Por Enrique Sancho, director de Open Comunicación, compañía especializada en comunicación y marketing.
Casi todo el mundo sabe que Lourdes es uno de los principales centros de peregrinación del mundo, pues es visitada cada año por más de 6 millones de personas, la mayoría atraídas por las apariciones de la Virgen a Bernadette Soubirous hace más de 150 años. Además, tiene aguas milagrosas y es un lugar mágico que, con independencia de las creencias de cada cual, proporciona una experiencia personal íntima y enriquecedora.
No obstante, lo cierto es que, al margen de todo ello, Lourdes y sus alrededores cuentan con numerosos atractivos a todo tipo de viajeros, incluso a aquellos que no tengan intención de poner un pie en los santuarios.
Las siguientes cinco propuestas son claros ejemplos para disfrutar este lugar y pasarlo… divinamente.
– La fortaleza nunca conquistada
En la primera visión de Lourdes destaca, sobre el amplio valle, un pico rematado por un castillo de perfiles acusados. Es la fortaleza de Lourdes, un recinto medieval y milenario que nunca fue conquistado, ni siquiera por las fuerzas de Carlomagno, y que está declarado monumento histórico y museo de Francia.
Guarida de mercenarios, luego prisión real y por fin guarnición, desde allí, se ofrece una vista excepcional de la ciudad, los santuarios y Los Pirineos.

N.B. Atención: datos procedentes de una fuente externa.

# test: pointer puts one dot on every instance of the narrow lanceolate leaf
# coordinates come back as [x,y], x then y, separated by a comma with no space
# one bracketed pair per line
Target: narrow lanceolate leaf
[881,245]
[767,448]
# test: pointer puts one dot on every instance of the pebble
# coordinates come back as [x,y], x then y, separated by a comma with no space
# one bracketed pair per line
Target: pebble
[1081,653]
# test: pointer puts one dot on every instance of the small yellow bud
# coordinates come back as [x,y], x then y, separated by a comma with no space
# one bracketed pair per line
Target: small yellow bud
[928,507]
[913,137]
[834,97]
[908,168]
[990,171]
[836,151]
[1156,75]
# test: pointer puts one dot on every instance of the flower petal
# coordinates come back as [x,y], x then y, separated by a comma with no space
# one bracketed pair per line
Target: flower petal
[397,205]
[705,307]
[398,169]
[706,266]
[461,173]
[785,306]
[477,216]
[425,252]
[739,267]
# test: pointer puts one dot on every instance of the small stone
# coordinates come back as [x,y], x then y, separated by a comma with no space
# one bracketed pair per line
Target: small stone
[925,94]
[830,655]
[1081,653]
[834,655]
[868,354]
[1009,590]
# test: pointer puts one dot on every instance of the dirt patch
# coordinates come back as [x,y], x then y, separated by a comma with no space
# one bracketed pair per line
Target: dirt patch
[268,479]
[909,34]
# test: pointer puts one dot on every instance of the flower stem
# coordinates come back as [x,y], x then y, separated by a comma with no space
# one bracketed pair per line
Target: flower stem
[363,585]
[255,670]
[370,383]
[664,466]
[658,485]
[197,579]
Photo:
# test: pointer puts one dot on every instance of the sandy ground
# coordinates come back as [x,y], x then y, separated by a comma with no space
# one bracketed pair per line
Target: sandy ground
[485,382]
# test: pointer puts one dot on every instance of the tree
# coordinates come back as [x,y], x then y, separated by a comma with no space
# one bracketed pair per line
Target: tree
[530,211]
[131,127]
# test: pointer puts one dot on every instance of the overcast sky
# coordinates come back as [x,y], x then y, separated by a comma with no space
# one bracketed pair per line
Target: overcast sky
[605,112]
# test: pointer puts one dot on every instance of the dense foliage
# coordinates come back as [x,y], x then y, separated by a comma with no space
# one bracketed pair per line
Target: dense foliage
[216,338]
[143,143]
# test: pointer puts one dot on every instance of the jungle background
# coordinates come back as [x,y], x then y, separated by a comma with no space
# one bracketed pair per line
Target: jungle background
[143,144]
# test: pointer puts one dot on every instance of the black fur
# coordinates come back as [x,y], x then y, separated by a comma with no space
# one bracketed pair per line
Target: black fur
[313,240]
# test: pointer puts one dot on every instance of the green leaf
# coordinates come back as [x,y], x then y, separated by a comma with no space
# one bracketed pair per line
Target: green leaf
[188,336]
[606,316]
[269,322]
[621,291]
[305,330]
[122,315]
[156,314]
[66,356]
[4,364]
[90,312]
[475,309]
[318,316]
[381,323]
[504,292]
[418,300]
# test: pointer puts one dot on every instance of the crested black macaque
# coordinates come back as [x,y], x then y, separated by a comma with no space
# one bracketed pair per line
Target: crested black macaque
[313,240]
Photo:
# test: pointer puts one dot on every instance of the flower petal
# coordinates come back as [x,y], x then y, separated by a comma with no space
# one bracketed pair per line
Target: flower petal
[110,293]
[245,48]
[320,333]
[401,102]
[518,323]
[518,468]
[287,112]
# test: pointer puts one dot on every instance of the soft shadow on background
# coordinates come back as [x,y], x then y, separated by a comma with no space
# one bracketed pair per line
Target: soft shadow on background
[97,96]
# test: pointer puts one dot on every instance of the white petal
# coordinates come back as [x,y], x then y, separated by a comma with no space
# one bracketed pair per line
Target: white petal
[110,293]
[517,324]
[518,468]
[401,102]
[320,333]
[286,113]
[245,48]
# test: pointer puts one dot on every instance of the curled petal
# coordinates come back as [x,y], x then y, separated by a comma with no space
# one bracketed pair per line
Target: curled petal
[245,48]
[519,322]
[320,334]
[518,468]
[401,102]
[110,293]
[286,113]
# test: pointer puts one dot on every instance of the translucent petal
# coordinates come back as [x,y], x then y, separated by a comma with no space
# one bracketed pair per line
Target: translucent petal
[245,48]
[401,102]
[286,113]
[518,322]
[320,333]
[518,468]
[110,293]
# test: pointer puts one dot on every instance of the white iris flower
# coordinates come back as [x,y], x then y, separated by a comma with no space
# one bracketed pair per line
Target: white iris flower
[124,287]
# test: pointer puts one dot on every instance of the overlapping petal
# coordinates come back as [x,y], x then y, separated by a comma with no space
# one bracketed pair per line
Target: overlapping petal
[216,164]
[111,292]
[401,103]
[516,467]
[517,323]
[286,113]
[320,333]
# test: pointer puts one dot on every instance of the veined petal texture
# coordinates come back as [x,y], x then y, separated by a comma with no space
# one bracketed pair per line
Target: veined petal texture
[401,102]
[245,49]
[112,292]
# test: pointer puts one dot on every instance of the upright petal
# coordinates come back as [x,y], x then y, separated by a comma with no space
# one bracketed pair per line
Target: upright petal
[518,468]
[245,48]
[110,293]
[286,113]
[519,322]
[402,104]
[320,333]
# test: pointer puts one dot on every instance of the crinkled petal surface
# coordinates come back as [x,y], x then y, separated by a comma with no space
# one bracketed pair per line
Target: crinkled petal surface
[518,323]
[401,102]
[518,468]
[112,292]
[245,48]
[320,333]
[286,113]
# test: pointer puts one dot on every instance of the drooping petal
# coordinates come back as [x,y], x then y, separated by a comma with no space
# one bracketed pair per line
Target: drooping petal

Sus paredes acogen también un jardín botánico al pie del torreón del siglo XIV y el Museo Pirenaico, con importantes colecciones sobre la historia de Los Pirineos, tanto franceses como españoles: cerámicas y mobiliario del siglo XVIII, una cabaña de pastores, las costumbres tradicionales, miniaturas…
Aunque las vistas desde aquí son maravillosas, vale la pena subir un poco más, y hacerlo de forma cómoda utilizando para ello un funicular centenario (fue inaugurado en 1900) y lleno de encanto que lleva al Pico del Jer, a 1.000 metros de altura, en tan sólo unos minutos. Dominando la ciudad, ofrece un mirador único con maravillosas vistas de 360° sobre la ciudad, el Valle de Argelès-Gazost y las cumbres pirenaicas. Aquí, uno se encuentra en armonía con la naturaleza, como una vuelta a los orígenes, donde el tiempo parece haberse parado… Además, el Pico del Jer, que domina la ciudad, resulta inconfundible por su gran cruz iluminada por la noche. En la cumbre, una ruta de paseo conduce hasta el observatorio, desde donde puede verse, a unos 3 kilómetros del centro urbano, un extenso lago glacial de más 50 hectáreas que se extiende en medio de una naturaleza de gran pureza, y también el campo de golf de 18 hoyos, opción que completa las amplias posibilidades deportivas de Lourdes y su entorno.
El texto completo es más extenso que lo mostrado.